Der Staatssekretär Marco Rubio —der auch als interimistischer Berater für nationale Sicherheit tätig ist— eröffnete die Veranstaltung gemeinsam mit General Francis L. Donovan, dem Kommandanten von SOUTHCOM.
Die US-Botschaft in Kuba hatte am Vortag die Teilnahme von Hammer bestätigt: „Unser Missionschef Mike Hammer nahm an dem Treffen der Missionschefs der westlichen Hemisphäre im Südkommando teil, wo er mit Sekretär Rubio und General Frank Donovan über die Prioritäten der USA in unserer Region sprach.“
In einer Pressekonferenz, die am Dienstag im Weißen Haus stattfand, sendete Rubio eine harte Botschaft über Kuba und erklärte: „Die Dinge werden sich ändern“ und bezeichnete das Regime als „gescheiterter Staat“, der von „inkompetenten Kommunisten“ regiert wird.
Der Admiral Chamie leitet zudem die Operation Vigilant Sentry, ein interinstitutionelles Mechanismus, der seit 2004 aktiv ist und Luft-, Land- und Seevermögen in der Straße von Florida, der Drachenstraße und der Karibik einsetzt, um irreguläre maritime Migration zu verhindern.
Ihr Bezirk umfasst 1,8 Millionen Quadratmeilen, einschließlich Florida, Georgia, South Carolina, Puerto Rico und den Virgin Islands, mit operativen Grenzen zu 34 Nationen.
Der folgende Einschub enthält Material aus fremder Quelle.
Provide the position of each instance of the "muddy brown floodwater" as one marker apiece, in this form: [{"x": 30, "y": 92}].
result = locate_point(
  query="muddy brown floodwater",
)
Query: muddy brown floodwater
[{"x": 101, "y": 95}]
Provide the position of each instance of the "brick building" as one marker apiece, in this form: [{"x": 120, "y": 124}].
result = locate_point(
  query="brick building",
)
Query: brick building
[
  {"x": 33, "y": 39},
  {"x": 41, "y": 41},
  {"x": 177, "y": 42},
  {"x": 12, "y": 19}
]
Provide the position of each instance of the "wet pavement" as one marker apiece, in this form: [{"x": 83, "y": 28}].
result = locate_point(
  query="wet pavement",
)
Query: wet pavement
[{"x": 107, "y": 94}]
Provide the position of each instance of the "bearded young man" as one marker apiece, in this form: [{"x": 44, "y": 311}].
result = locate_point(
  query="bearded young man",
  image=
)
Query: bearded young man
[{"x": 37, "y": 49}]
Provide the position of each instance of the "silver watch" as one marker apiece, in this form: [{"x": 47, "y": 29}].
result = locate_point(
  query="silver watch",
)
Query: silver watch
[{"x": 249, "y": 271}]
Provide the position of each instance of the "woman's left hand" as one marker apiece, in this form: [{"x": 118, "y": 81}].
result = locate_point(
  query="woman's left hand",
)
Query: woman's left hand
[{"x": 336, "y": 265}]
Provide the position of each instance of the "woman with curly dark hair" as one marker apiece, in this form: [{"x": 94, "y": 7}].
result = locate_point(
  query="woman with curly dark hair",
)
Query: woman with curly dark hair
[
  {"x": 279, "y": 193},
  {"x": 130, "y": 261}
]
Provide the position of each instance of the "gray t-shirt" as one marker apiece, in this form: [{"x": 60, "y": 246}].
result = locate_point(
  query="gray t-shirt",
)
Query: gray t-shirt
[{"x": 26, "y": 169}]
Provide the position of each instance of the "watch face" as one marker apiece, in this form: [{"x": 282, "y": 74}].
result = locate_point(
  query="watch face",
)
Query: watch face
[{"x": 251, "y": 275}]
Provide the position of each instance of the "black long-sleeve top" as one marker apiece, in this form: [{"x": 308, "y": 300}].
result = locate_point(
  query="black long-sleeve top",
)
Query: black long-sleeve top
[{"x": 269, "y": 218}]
Die Sitzung findet zu einem Zeitpunkt höchster Besorgnis über eine mögliche massive Flucht aus Kuba statt. Seit Januar 2026 hat der Zusammenbruch der venezolanischen Ölversorgung die Energiekrise auf der Insel verschärft, mit Stromausfällen von bis zu 25 Stunden in mehr als 55 % des kubanischen Territoriums.
General Donovan erkannte im März 2026 vor dem Kongress an, dass SOUTHCOM Notfallpläne für dieses Szenario hat, einschließlich der Nutzung von Einrichtungen auf der Naval Base Guantánamo.
Hammer hingegen hat seit 2023 eine aktive Präsenz in Kuba aufrechterhalten, indem er Gemeinschaften besucht und sich mit der Zivilgesellschaft trifft, und wird Ziel von Organisierten Ablehnungsaktionen des Regimes.
Im Februar hat Hammer entschieden auf einen dieser Akte der Ablehnung reagiert und erklärte gegenüber Telemundo, dass „es 2026 eine Veränderung geben wird“ und dass „die Diktatur zu Ende gehen wird“.
Die Koordination zwischen der US-Diplomatie in Kuba und der Küstenwache erfolgt auch im Kontext der Teilnahme von Hammer an der entscheidenden Sitzung mit Rubio und dem Südkommando, in der Kuba als zentrales Thema der regionalen Sicherheitsagenda behandelt wurde.